The best time to reduce heating and cooling needs is during the building design phase. Once the building is completed, there are few options remaining – for example, adding efficient air-conditioning systems or retrofitting of shading and glazing. These are rather like sticking a band-aid on instead of preventing, or at least reducing, the problem before it arises.

In South Africa solar loads are often high, and good designs will always address this. However, some people are not aware that blindly “throwing” better-performing glass or insulation at a building does not necessarily lead to improvement; in fact, in some circumstances it might actually make things worse. This has been illustrated below for the building model shown in Fig. 1.
The building construction is typical for the Western Cape: plastered brick cavity walls, a well-insulated ceiling and single clear glazing in the windows. If the owner wished to use external louvre shutters, or double or quadruple glazing to improve it from this baseline, what would the impact be on the annual building performance? Instinct says that progressively improving these components should lead to a reduction in energy consumption, but is this necessarily the case?

The annual thermal energy that must be added or removed is shown in Fig. 2, assuming that air-conditioning is used to keep the indoor temperature between 19-25 °C. The use of fixed shutters (orange column) drastically reduces the cooling required relative to the base case (black column), but increases the heating many times; overall the combined (total) heating and cooling energy is less than for the base case.
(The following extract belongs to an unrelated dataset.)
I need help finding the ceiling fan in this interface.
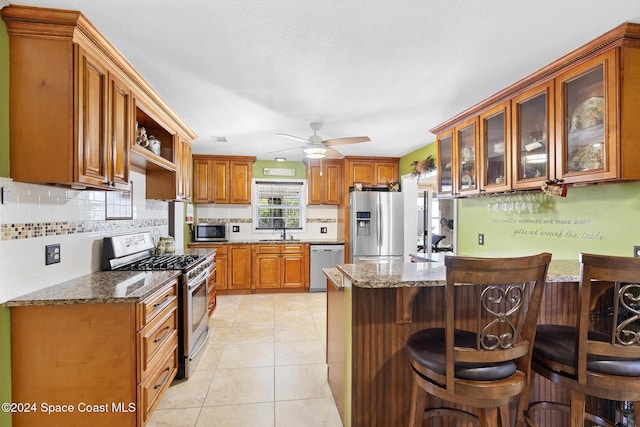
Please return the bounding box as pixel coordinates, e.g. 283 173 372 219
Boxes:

The best case in terms of total energy use is from controlled shutters (grey column) that are opened and closed depending on the indoor temperature. Using double glazing with solar control (yellow column) instead of shutters gives reasonable performance with respect to heating and reduces the cooling compared to the base case. But upgrading from double to quadruple glazing (dark blue column) leads to worse performance than the double glazing even though the thermal insulation is far better! This is because quadruple glazing traps more heat indoors in hot weather and increases the cooling required for this building.
So, don’t make the error of thinking that you can improve a building just by randomly using more expensive, better performing components: you need to ensure that they work together with the building as a whole to achieve the best case overall. Balance is critical.